The new band includes sibling duo Sigurlaug Thorarensen and Sveinbjörn Thorarensen, respectively on guitar/backing vocals and synth, and Sólrún Mjöll Kjartansdóttir on drums, with Þórisdóttir herself fully embraced playing the bass live. Throughout our conversation, she repeatedly describes how bass lines are what she usually notices first in a performance: “As a child I was fascinated by the double bass in jazz. I would always stare at it and admire how with just two or three notes it can hold an entire piece together. Somehow I never learned to play it until a year ago, and now I play the electric bass at my shows.”
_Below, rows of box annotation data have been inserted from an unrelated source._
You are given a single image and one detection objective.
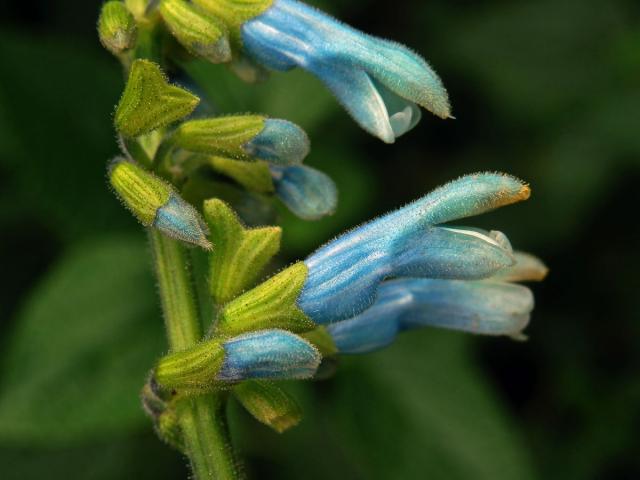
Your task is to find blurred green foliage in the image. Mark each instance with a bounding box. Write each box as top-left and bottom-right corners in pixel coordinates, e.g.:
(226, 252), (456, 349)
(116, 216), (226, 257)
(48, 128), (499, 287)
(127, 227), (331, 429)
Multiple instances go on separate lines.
(0, 0), (640, 480)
Þórisdóttir also tells me how captivated she is by sincerity in lyrics. "A song doesn’t need to be gentle to be sincere, in fact it’s sometimes better if it’s punk rock or something loud,” she observes. As an example Þórisdóttir mentions a recent PJ Harvey show she went to: “She doesn’t chat much in between songs, but everything she says is so on point.”

For now she says she’s just excited to play again with her new band. “It’s always different and thrilling to see what happens, because you’re working with other people who react to what you’re doing. You’re making something together. I don’t know if this love of improv is from jazz, but it’s very chaotic and fulfilling and leaves songs more open to interpretation.”

She’s the first to admit that it’s always considerably more stressful to play at Airwaves. “Airwaves is of course home. It’s the festival where I took my first steps as a professional performer, and it’s always been a platform for me and supported me and my projects, both my solo works and when I was in Bloodgroup. [But] it’s always more difficult to play for an audience that knows you. It’s a lot harder for me to play at Airwaves than it was to play for a thousand people in China with Bloodgroup. I know I’m not alone in thinking this–Sigur Rós said something similar long ago–It’s a real phenomenon!”